Русский диктат (СИ). Страница 28
Миних под Бендерами оперировал порядка семьюдесятью тысячами. Турок было явно больше ста тысяч. Соотношение, на самом деле, я бы даже сказал, в пользу русской армии. Уверен, что насыщение артиллерией, подразделениями современного строя, тактика и выучка русских солдат намного выше, чем это есть у турок.
А ещё удалось добиться весьма сносного снабжения. И в этом несколько и я помог. В Киеве, Харькове, в Полтаве… Везде на юге Малороссии были сделаны большие запасы еды, пороха, боеприпасов, даже коней. Это так животворят реальные, а не обещанные, деньги. Если есть порядок с оплатой, то найдутся те, кто захочет заработать. Я платил деньгами Фонда, но был уверен, что все верну, как только до армии дойдут обещанные суммы, выделенные на войну.

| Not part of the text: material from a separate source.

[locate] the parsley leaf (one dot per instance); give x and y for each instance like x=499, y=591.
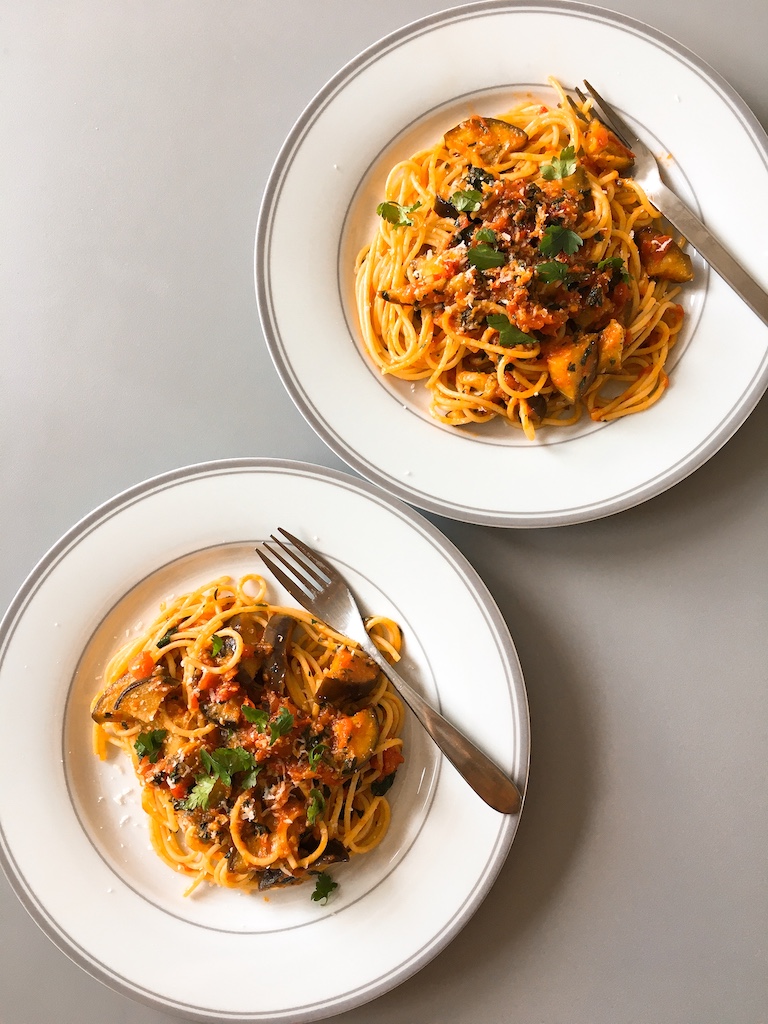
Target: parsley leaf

Может быть, впервые за последнее время, как бы не за столетие, но Россия была готова к затяжной войне, не менее, чем на пару лет. Подобного о турках сказать я не берусь. Хотя и не стоит недооценивать Османскую империю. Им есть еще куда затягивать пояса и продолжать драться.
— Ваше высокопревосходительство, я прибыл к вам. С надеждой и верой уповаю на то, что вы дозволите мне отлучиться в Петербург, — стоял я по стойке «смирно» в шатре русского главнокомандующего.
Когда мы прибыли, Миних принял меня незамедлительно. Причём я видел, что русская армия сейчас готовится к более активным действиям. И у командующего явно хватает забот.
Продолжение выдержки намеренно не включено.